Année de Sortie : 2019

Genre : Drame

Nationalité : Italien

En quelques mots : Histoire fraternelle poignante

En plongée, l’euphorie (EUFORIA en italien) est l’état de transe qui apparait lorsque l’on descend à une certaine profondeur. Après un sentiment de bien-être, le risque de se perdre devient réel et il faut vite remonter.

Production italienne et deuxième film réalisé par Valeria Golino.
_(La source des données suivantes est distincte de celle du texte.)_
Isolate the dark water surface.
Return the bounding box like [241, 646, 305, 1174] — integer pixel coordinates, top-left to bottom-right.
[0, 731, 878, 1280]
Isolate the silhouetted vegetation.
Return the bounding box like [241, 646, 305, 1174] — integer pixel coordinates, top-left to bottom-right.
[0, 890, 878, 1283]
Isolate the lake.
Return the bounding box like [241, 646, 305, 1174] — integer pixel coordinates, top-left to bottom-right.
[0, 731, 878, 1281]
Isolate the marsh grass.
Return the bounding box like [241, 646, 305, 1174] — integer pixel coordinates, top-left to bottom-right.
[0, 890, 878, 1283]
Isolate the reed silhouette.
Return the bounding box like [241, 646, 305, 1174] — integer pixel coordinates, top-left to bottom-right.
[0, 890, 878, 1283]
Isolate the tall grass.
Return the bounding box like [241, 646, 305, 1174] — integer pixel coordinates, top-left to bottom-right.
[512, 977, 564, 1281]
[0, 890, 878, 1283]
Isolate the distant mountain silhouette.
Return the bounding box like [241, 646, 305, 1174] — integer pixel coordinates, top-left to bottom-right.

On remarquera que cette dernière a un attachement tout particulier aux titres comportant un seul mot. En effet, après MIELE en 2015 c’est au tour d’EUFORIA d’être à l’affiche.

Matteo (Riccardo Scarmacio) a la belle vie : super boulot, super appart à Rome, super bande de potes avec lesquels il passe le temps à faire la fête. Lorsqu’il apprend que son frère Ettore (Valerio Mastandrea) a une tumeur, il choisit de l’héberger chez lui…

Valeria Golino a choisi de présenter son film dans le dossier de presse en décrivant le sentiment d’euphorie en plongée et c’est plutôt un bon choix car c’est plus ou moins ce que l’on ressent lors de son visionnage. C’est en tout cas la même poésie qui en ressort. Le sujet principal abordé est celui de la relation fraternelle entre 2 frères que tout oppose dans la vie. Riccardo Scarmacio qui a tout réussi et qui brûle la chandelle par les deux bouts et Valerio Mastandrea qui apprend qu’il est atteint d’une tumeur, le premier décidant de s’occuper du second. Valeria Golino réalise un film centré uniquement sur ces deux personnages masculins. Il suffit de voir à quelle vitesse la mère et la femme sont écartées de l’histoire pour s’en rendre compte. La relation des 2 frères est très jolie, réaliste et émouvante. Elle n’est possible que grâce aux deux acteurs qui incarnent Matteo et Ettore. Scarmacio pour le premier excellent dans ce rôle de lutin qui profite à fond de la vie qu’il s’est lui-même offerte. Et Mastandrea, connu pour ses rôles plutôt dépressifs, qui est encore une fois très à l’aise dans son personnage au bord de la rupture. Du côté de la réalisation, Valeria Golino nous propose un très joli film, très esthétique tout en courbes, rotations et pointillés dans les images. Une grande recherche du sens de chaque plan est observable.

Bref, bonne surprise pour ce film italien, habituellement pas ma nationalité préférée dans le cinéma, qui navigue entre drame et comédie aigre-douce tout en traitant de l’accompagnement des personnes malades.